Der Journalist und Blogger will anonym bleiben und deshalb seinen vollen Namen nicht nennen. Viele seiner Kollegen wurden vom Geheimdienst verhaftet und gefoltert, einige verschwanden spurlos. Seit 2013 verschärft sich zunehmend die Gesetzeslage für unabhängige Medien. Auch wegen solcher Vorfälle steht es in Gambia um die Pressefreiheit schlecht. Im internationalen Vergleich liegt das Land weit am Ende. Sanna aber bleibt:
"Im Moment denke ich nicht an Flucht. Wenn immer wieder Journalisten fliehen, wer berichtet dann über das Schicksal der Einheimischen, wer klärt die Menschen auf? Das ist unsere Aufgabe."
Zwischen Afrika und Europa - gemeinsame Lösung nötig
Präsident Jammeh regiert das Land mit eiserner Faust, unterdrückt die Opposition, wettert gegen Homosexuelle und behauptet, dass er Aids-Patienten heilen könnte. Nächstes Jahr stehen Wahlen an. Dann will er auch das Problem der Migration lösen. Mit seiner landesweiten Kampagne Vision 2016 hat der Präsident der Landflucht den Kampf angesagt: "Iss, was du anbaust und bau an, was du isst". Damit könnte er Gambia von Nahrungsmittelimporten unabhängiger machen und in der Landwirtschaft Arbeitsplätze schaffen.
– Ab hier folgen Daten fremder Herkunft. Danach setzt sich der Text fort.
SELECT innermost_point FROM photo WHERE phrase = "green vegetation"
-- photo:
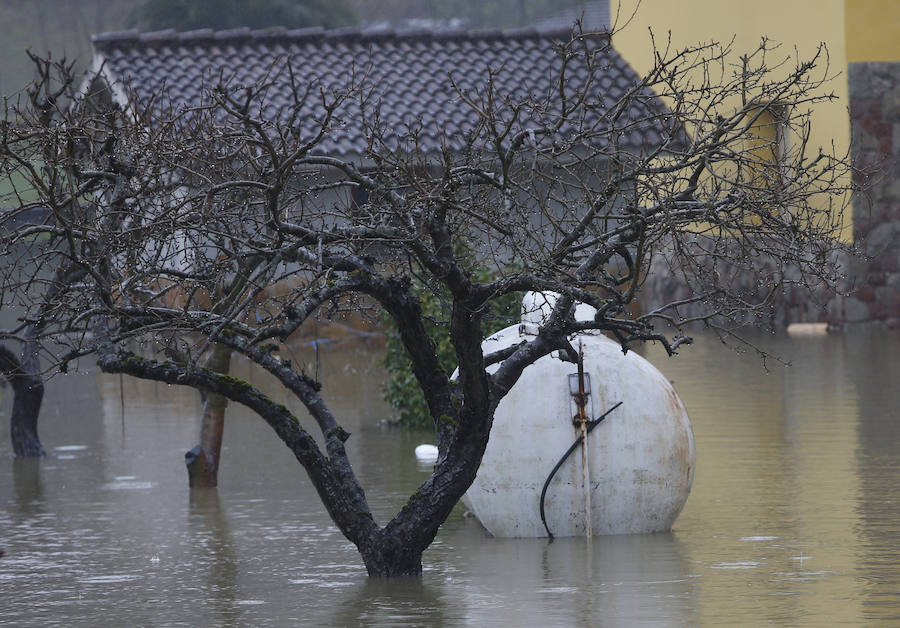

Eine Mehrheit der jungen Menschen mit Schulabschluss will jedoch nicht wie ihre Eltern auf den Feldern arbeiten – sie suchen nach Perspektiven, die sie in Gambia nicht finden. Deshalb, so glaubt Fatou Gaye, werden weitere Menschen losziehen, von der "lächelnden Küste Afrikas" nach Europa. Die Expertin für Migration fordert eine europäisch-afrikanische Lösung:
"Europa und Afrika müssen sich als Partner zusammensetzen und reden. Keine Seite kann das Problem alleine lösen. Deutsche können es alleine nicht, denn es sind ja keine Deutschen, die nach Deutschland fliehen. Es sind Afrikaner, die aus Afrika nach Deutschland gehen. Deshalb müssen Deutsche und Afrikaner an einem Tisch zusammenkommen und das Thema angehen. Wir müssen es endlich gemeinsam anpacken."